A Pete Musico also has a page on the social media site Gab, popular with white supremacists and right-wing extremists, promoting the unsubstantiated claim that they "kill white people" in South Africa. Although many of the posts have broken images (a trademark of Gab), one of the user's favorite accounts was that of Joe Biggs, a Proud Boy organizer who has glorified violence against the left. Biggs and the anti-Semitic Infowars personality Owen Shroyer are the only reports he follows.
A Michigan-based Pete Musico also has a Twitter account with a Tea Party-style "Don't Tread On Me" banner as a profile picture and a series of posts from 2016 supporting Trump and the imprisonment of the then Democrats calls for party leader Hillary Clinton. It also contains unsubstantiated allegations that former President Bill Clinton fathered an "illegitimate black child" and that vaccines contain dangerous levels of mercury. Another post urges its 14 followers to visit the Infowars website of right wing conspiracy theorist Alex Jones.

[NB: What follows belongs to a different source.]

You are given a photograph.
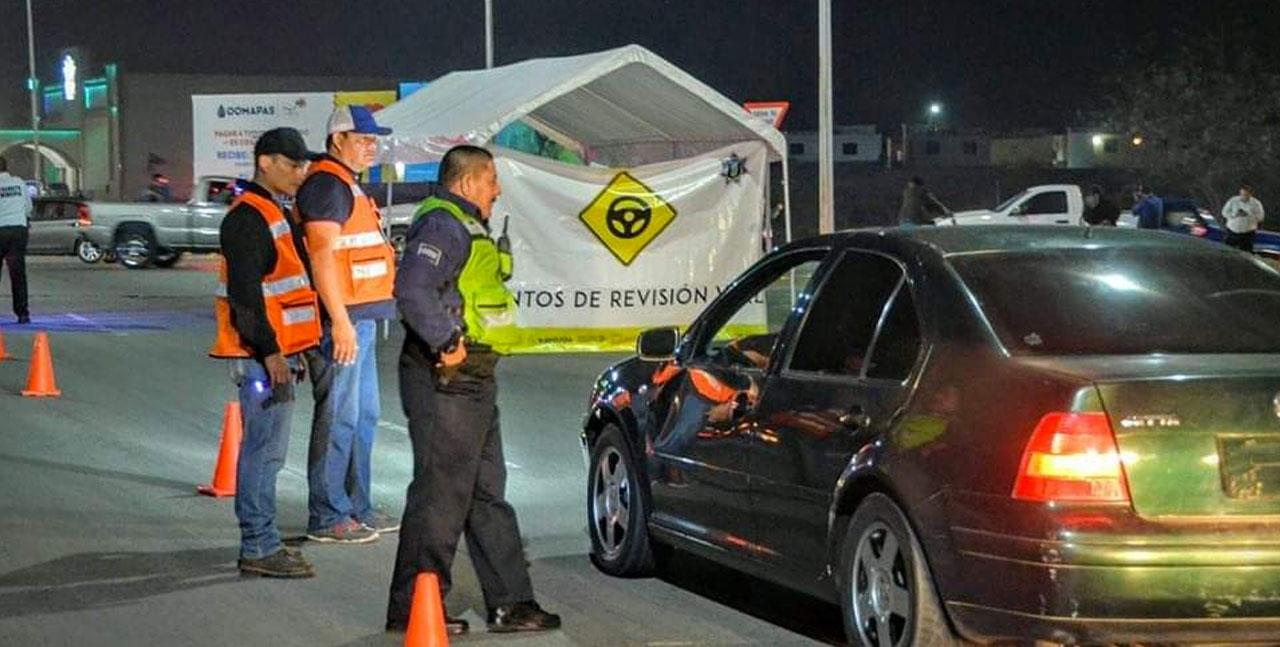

Michigan has been a hotbed of militia activity for decades, with over a dozen active militia groups. In 2010, members of a militia group called Hutaree were charged with sedition and gun-related charges on alleged conspiracy to bomb a law enforcement official's funeral. They were eventually acquitted of the most serious charges.
The state's militia movement returned to the limelight during the coronavirus pandemic, and militias joined other right-wing groups to protest Whitmer's coronavirus restrictions.
In April, armed men tried to break into the state capital's soil, only to be stopped by security. In May, armed militiamen gathered outside the capital to protest Whitmer's pandemic orders.
Molitor is charged with providing material assistance for acts of terrorism and carrying a firearm while committing a crime. Musico and Morrison face terrorism, gang membership, material support for acts of terrorism, and firearms crimes, respectively.
Photo illustration by the Office of the Daily Beast / Antrim County Sheriff's Office
Co-defendant Paul Bellar, 21; Shawn Fix, 38; Michael Null, 38; and Wiliam Null, 38, are all charged with providing material support for acts of terrorism and carrying firearms while committing a crime. Bellar is also facing a gang membership count.
It was not clear whether any of the men accused had kept lawyers.